|dc.description.abstract||In the 9 December 2022 issue, the Research Article “Competition-level code generation with AlphaCode” (Y. Li et al., p. 1092) and the accompanying Perspective, “AlphaCode and ‘datadriven’ programming” (J. Z. Kolter, p. 1056) describe an artificial intelligence (AI)–based system for generating code. The authors explain that the system can be used for small coding problems, such as tests for computing students, and that they are far from being useful in computing applications that include millions of lines of code, such as word processing. As we enter an era of AI where tools like AlphaCode and chatGPT will change how tasks are performed, it is important to understand the boundaries of what they can and cannot do.

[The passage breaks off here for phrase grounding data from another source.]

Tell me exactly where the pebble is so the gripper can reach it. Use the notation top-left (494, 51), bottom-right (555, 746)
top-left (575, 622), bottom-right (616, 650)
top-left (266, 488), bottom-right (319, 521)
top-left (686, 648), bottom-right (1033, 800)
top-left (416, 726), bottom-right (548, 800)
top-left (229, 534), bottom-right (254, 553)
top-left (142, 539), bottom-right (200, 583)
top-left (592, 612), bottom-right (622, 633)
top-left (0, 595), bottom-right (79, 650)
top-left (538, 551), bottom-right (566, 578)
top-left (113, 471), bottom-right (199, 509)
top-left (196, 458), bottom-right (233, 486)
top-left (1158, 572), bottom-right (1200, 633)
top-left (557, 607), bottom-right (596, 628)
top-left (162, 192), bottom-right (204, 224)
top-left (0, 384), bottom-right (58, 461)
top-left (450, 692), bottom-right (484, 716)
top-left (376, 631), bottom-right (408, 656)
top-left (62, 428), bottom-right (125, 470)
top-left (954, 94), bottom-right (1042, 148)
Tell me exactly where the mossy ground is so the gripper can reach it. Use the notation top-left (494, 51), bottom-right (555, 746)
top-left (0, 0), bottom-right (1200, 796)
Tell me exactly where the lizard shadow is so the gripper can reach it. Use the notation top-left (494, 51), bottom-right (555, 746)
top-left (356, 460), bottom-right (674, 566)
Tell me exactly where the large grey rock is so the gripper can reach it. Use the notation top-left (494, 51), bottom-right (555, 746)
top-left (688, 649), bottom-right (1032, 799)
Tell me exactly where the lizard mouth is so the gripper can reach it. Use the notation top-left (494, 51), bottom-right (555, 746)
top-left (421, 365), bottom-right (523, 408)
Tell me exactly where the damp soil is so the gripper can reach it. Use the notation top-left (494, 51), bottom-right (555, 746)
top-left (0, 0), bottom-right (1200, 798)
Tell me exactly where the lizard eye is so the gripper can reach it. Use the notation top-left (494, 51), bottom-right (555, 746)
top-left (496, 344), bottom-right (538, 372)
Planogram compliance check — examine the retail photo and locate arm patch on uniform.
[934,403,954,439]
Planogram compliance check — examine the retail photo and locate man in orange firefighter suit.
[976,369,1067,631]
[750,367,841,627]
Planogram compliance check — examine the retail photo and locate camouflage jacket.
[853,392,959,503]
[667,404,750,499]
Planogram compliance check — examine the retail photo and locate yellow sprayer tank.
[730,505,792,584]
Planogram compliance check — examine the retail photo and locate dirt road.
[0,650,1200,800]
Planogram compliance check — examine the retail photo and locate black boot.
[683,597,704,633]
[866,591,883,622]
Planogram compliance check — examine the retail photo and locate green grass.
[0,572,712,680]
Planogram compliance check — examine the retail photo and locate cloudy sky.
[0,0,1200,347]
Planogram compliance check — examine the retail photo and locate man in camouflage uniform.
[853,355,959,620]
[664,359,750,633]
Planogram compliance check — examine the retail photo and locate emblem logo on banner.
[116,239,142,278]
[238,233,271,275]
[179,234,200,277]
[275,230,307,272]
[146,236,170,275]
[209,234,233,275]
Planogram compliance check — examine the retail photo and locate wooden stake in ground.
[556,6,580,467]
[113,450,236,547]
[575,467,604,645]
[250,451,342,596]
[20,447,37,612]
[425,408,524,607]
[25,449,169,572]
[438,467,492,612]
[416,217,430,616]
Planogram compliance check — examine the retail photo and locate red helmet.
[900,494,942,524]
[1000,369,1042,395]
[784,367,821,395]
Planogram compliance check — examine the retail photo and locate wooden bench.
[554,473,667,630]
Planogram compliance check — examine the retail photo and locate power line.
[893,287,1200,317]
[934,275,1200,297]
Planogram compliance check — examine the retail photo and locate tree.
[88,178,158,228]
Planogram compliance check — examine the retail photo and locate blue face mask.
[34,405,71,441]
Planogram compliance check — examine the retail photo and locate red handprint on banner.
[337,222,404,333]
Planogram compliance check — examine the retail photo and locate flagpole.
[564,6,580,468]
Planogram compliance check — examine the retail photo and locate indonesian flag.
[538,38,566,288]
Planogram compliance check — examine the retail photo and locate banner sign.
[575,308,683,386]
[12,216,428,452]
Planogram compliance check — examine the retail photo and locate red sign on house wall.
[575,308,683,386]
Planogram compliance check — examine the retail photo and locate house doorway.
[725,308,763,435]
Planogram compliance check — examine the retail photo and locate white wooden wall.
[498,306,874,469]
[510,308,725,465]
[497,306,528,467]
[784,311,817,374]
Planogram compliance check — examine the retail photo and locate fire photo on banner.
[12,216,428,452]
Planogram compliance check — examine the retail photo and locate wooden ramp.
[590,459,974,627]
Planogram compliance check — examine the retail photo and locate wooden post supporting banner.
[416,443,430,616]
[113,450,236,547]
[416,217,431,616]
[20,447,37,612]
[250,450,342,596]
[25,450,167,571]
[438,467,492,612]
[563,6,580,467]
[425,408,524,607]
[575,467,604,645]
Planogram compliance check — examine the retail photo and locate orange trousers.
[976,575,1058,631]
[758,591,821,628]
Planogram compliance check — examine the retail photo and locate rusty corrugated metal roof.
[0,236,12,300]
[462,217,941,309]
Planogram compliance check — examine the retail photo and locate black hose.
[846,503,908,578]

To make sure that code can be maintained and managed by other programmers, human developers use mnemonic variable names and embed explanatory comments. Understanding, debugging, and extending code written by other humans remains a formidable challenge—perhaps even more difficult than producing the code in the first place. In addition, many techniques are used for validation and verification, and code used in mission-critical applications, such as airline flight systems, goes through substantial quality assurance testing. AI models have yet to address the challenges of maintaining code, ensuring that users can decipher it, and subjecting programs to safety protocols.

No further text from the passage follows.